In theory, gene therapy could be used to treat cancer. In practice, it is not for a variety of reasons.
1) Gene therapy is currently very crude and primitive. Scientists have yet to develop means of efficiently and site specifically incorporating new genes into specific cells. Current technologies insert new genes into a fraction of the target cells and these new DNA sequences are inserted randomly into the genome. This random insertion can disrupt important genes and (ironically) cause cancer. Gene therapy is currently useful for some genetic diseases, but it is currently only practical in cases where the disease being treated is worse than cancer, the possible side effect of gene therapy (one example of such a disease is bubble boy syndrome. Unfortunately, because of the deaths of one of the participants in a gene therapy trial, I believe clinical trials involving gene therapy were suspended due to safety concerns [I'm not sure if this is still the case]).
2) Cancer is not caused by one single mutation. Cancer is the effect of many different mutations combining to cause the disease. Fixing multiple genes is much more difficult than fixing just one gene.
3) Cancer is not one disease. That is, every cancer is caused by a different set of mutations in each individual. One patient may have one type of mutation in p53 that inactivates it.

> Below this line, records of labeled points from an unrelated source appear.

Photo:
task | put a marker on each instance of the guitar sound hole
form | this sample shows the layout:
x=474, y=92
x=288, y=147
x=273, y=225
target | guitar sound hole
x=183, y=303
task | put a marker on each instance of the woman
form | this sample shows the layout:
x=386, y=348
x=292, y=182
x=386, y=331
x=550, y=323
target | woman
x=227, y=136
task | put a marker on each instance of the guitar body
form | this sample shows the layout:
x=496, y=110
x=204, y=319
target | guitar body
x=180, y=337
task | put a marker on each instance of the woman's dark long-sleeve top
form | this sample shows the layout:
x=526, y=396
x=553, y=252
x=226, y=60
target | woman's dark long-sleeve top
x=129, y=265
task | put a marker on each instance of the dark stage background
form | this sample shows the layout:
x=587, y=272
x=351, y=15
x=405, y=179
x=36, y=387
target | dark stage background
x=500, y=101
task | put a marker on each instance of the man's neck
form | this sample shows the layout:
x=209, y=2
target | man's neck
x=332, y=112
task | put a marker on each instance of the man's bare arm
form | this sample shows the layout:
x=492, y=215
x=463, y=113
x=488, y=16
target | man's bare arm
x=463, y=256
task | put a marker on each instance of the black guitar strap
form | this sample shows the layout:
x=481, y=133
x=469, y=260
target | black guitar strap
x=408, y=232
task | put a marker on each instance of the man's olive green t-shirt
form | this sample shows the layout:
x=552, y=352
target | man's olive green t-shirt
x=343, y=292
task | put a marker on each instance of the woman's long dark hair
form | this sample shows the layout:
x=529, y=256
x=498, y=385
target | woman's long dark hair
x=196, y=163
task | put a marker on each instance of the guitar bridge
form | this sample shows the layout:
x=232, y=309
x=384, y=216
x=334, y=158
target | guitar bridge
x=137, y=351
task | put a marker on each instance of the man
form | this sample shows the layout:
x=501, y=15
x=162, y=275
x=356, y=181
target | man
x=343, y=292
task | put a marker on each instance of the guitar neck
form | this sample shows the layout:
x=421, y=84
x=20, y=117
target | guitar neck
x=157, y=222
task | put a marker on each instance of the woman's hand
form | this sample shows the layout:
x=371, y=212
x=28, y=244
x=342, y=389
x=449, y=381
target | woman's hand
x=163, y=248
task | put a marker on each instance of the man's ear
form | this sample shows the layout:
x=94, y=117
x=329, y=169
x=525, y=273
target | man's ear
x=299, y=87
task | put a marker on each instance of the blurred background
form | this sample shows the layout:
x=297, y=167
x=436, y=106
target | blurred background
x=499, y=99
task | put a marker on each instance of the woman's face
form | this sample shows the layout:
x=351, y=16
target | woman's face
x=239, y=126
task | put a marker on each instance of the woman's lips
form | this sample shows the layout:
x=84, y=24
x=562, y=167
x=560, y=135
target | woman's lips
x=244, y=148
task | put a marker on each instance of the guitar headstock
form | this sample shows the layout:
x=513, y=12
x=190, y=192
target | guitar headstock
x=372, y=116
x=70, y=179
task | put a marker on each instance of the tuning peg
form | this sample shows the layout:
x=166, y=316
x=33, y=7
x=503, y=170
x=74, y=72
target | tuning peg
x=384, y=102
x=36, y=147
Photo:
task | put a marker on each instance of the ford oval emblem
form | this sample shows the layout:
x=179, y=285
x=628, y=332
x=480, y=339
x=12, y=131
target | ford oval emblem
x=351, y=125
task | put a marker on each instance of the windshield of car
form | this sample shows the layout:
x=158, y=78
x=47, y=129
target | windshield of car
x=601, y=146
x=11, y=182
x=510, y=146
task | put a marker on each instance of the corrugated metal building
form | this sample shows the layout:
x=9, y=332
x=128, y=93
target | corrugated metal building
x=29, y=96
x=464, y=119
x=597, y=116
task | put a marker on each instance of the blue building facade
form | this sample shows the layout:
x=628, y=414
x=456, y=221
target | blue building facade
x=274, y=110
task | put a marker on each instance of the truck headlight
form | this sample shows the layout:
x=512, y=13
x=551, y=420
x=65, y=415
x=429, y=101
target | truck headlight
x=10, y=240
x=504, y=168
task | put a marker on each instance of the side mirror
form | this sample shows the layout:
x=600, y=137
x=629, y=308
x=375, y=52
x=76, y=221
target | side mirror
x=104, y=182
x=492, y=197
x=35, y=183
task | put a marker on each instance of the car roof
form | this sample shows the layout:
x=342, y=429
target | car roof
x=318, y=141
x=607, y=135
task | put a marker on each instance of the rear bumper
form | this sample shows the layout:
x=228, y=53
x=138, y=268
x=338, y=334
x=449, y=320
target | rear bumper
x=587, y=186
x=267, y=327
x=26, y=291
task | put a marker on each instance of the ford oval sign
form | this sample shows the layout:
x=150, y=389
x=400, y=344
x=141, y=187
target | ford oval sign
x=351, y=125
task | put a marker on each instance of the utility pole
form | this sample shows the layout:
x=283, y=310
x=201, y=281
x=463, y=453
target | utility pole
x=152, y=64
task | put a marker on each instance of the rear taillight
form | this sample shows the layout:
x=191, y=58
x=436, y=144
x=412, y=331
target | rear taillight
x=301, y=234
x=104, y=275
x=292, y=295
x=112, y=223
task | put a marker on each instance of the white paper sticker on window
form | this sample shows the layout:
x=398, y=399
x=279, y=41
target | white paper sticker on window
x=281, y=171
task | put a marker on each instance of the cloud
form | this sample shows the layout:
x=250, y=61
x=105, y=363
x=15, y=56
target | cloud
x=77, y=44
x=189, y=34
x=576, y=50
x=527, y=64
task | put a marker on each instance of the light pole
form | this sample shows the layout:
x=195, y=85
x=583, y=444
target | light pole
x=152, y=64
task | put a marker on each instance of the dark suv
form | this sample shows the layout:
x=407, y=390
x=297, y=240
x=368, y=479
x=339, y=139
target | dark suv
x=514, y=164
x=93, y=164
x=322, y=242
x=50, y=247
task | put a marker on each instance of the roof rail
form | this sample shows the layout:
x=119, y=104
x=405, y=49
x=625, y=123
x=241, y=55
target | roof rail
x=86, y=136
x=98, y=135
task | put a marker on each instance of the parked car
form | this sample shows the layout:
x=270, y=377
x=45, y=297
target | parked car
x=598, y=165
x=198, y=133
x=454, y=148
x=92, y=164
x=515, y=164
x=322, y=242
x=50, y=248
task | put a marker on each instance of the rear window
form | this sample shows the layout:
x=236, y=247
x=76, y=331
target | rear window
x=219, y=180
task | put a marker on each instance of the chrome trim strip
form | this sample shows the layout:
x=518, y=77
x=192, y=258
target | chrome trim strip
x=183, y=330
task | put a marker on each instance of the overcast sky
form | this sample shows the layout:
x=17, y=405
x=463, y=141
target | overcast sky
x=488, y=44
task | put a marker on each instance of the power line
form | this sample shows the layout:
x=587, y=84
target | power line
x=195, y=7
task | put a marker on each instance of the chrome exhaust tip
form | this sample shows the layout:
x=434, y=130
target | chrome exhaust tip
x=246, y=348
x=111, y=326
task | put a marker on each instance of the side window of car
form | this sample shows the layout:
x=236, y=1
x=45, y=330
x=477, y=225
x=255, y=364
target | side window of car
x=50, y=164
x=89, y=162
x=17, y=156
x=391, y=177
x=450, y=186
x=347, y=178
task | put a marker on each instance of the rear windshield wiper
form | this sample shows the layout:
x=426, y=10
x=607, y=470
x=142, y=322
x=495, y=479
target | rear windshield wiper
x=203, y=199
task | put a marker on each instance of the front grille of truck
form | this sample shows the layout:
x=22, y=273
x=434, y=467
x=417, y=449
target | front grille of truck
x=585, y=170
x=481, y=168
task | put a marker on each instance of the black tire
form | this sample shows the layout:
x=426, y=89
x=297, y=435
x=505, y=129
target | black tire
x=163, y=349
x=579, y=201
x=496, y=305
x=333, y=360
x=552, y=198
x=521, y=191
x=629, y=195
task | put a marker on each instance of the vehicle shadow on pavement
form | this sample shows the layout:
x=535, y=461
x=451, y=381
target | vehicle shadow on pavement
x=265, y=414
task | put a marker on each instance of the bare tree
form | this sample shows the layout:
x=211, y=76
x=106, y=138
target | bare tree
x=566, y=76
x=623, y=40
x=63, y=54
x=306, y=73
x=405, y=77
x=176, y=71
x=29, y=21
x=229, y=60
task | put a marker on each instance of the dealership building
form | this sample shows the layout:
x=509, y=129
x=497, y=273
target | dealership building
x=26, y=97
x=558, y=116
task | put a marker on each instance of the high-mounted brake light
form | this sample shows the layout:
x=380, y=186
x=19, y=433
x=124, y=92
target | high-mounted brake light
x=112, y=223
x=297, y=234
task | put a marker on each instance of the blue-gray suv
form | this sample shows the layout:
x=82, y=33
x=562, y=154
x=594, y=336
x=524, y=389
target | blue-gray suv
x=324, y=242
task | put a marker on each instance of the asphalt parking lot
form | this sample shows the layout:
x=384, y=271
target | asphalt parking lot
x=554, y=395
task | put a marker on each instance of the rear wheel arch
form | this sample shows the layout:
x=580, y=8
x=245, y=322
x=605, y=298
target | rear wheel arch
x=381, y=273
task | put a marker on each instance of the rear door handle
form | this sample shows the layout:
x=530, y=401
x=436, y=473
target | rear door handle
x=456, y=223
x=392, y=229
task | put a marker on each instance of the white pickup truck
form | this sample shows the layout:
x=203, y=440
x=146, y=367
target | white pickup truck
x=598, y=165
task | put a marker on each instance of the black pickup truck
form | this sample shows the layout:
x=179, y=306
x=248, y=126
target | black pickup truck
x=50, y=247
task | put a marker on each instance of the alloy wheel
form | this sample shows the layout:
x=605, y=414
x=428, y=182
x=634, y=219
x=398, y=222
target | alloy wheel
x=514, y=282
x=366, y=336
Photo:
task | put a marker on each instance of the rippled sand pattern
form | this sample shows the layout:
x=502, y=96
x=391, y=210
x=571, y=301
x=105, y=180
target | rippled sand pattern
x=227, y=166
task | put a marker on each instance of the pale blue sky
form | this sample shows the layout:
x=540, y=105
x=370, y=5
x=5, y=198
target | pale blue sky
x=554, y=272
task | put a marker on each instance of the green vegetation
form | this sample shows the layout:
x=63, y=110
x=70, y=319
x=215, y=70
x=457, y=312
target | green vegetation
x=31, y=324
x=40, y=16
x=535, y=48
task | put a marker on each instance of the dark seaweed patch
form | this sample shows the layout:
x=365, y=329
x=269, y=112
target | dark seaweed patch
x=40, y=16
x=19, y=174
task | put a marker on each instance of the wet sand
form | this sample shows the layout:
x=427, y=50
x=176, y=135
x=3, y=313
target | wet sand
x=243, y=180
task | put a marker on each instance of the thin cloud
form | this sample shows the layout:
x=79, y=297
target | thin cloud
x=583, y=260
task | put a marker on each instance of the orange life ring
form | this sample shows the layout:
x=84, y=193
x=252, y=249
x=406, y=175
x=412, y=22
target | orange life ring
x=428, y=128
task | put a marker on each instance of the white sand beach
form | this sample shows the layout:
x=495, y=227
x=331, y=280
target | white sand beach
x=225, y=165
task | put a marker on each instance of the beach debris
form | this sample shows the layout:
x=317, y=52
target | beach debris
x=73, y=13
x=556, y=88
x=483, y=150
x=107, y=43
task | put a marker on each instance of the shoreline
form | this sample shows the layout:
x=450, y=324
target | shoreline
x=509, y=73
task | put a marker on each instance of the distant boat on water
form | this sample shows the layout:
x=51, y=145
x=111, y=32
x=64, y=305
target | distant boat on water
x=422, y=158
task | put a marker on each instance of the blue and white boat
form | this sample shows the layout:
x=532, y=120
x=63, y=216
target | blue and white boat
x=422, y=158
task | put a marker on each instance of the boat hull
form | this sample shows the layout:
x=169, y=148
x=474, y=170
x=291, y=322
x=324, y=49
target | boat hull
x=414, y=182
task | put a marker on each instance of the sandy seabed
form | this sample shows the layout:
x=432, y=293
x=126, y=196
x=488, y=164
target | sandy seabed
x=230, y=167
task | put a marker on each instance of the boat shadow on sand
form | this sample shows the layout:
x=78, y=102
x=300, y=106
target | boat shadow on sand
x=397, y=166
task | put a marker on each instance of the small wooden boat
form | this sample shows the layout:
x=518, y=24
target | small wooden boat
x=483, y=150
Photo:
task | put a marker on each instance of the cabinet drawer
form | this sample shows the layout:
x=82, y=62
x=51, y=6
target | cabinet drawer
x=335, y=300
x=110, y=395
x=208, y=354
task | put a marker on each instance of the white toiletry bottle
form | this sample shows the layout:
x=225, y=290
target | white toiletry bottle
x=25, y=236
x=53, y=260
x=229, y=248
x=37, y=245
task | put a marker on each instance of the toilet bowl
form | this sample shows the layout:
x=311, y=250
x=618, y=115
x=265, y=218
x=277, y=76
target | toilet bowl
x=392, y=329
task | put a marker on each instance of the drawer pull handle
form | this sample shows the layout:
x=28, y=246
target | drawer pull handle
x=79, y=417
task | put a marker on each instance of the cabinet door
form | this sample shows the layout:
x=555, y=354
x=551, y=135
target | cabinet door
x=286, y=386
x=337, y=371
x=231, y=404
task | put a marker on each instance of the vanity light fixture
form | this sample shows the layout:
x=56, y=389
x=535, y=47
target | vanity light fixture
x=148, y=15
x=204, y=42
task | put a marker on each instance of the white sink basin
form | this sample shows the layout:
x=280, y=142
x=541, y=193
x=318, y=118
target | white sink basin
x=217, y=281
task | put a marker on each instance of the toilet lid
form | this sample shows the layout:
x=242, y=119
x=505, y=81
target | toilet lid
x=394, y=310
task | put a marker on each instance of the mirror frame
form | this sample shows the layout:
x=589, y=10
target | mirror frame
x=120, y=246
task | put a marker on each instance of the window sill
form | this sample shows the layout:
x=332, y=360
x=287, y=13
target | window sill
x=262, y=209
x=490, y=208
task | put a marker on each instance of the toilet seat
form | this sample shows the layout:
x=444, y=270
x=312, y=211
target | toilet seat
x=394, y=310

It is possible that adding active p53 back into this individual via gene therapy could cure his cancer. However, if another patient has a dominant negative mutation of p53 or a mutation in a protein that regulates p53, it is likely that the same approach would fail to cure the cancer. Thus, a prerequisite for gene therapy is personalized medicine: a cheap, fast approach for profiling an individual's cancer genome to identify the specific mutations causing the cancer. Personalized medicine would allow doctors to devise the correct strategy for the gene therapy treatments, without which gene therapy would be ineffective. Unfortunately, DNA sequencing technologies remain too expensive for personalized medicine applications.
4) Not all cancer mutations are fully understood. Even if we could cheaply and quickly sequence a cancer genome and identify the mutations, we would, in some cases, not know what the most effective treatment would be.
Therefore much more fundamental and applied research must be done in these fields before gene therapy can become a viable option for cancer treatment.